Saturday, April 4, 2009

Random Thoughts - Always On Your Side

Today was an interesting one for me. Many random thoughts and a bit of an emotional journey, so please bear with me.

There was lots of sun shining outside, so it was a perfect day to head to the coast and enjoy some fish 'n chips at my favorite place...
Photo by Me
...and keep up with tweets from the Midwest about the NKOTB concert in Michigan. Hey, if I can't be there in person, the next best thing is to read a play-by-play as it happens, right? Yes, I'm masochistic.
The nostalgia continued when I returned home and happened to glance in my bookcase at my high school senior year memory book. I turned to a page where I listed out what was considered "in" and "out" at the time. Horror of horrors, this is what I listed for what was "out" under Music:
Photo by Me
Do you see it? New Kids On the Block???!!! I sat there dumbfounded, until I realized that I was listing this as what was generally considered "out" by the public that early summer of 1993. Whew! Then as I flipped through the rest of the book, I also realized the obsessive infatuation I had with my boyfriend at the time. It's with the wisdom of the woman I've become and the real love I've experienced since that I can look back and see it for what it was. Unfortunately, I think said boyfriend has romanticized memories of us. Sent me a second message just yesterday on Classmates.com wanting to "get in touch." Get a clue...I don't want to have anything to do with you...I don't care how beautiful you thought I was or your disbelief at my single status and lack of kids (although I'm harboring a bit of my own disbelief of my status). Flattery is not going to get YOU anywhere.
Anyway, all this nostalgia brought another distinction for me. There are some events that occur in people's lives that are so distinct, so disruptive, so intense that you refer to your life as "before" the event and "after" the event. The particular event for me is my father passing away. The entire discussion in the previous paragraph is my life before my dad died. A time when I thought all was right with the world: I had a boyfriend. I had a car. I was in the National Honor Society and was graduating high school with honors. I had phenomenal friends. I was popular in a way that I felt comfortable with. I was seriously flying high...and then "it" happened.
I can't remember if I mentioned that music is my anchor, but when I'm moved emotionally a song or melody is inevitably tied to it. Here's the song that's running through me right now. Read into the lyrics what you will.

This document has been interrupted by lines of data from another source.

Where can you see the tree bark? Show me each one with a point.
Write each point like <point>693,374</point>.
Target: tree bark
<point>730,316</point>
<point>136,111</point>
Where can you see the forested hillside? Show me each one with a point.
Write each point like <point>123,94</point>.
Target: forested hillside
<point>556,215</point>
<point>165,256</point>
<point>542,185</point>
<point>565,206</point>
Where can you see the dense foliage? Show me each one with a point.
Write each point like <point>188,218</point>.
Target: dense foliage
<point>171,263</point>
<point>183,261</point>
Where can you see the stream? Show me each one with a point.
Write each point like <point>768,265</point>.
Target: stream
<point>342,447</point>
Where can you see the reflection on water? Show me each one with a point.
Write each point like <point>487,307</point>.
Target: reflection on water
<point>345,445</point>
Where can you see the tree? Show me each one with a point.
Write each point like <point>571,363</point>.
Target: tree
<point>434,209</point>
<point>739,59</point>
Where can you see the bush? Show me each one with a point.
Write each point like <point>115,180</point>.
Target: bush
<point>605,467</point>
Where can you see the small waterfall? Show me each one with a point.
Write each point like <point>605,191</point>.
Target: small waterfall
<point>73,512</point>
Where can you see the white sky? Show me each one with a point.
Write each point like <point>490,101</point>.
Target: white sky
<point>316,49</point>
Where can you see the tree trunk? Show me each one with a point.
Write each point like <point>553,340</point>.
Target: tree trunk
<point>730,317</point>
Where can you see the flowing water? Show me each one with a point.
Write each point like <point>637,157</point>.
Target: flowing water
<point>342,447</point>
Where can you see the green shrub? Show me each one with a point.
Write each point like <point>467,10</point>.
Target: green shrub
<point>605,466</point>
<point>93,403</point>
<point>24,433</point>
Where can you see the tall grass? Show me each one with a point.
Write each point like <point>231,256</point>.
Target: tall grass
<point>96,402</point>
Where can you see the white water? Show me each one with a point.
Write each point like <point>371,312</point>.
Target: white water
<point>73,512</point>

Disclaimer: So somehow my blog turned into a Donnie Wahlberg/NKOTB focus, and I really had no intention of that happening when I started this thing. At this point, I'm not sure what my intention for the blog was, but this subject I was just going to keep close to my heart - because that's where it's really been for the last 20 years. It was only public knowledge if you actually KNEW me. The only thing I can say is that this is obviously where my focus is, and until I really hanker down and get my blog designed so I have a separate area for this particular love, then it's going to monopolize the entire site for a while.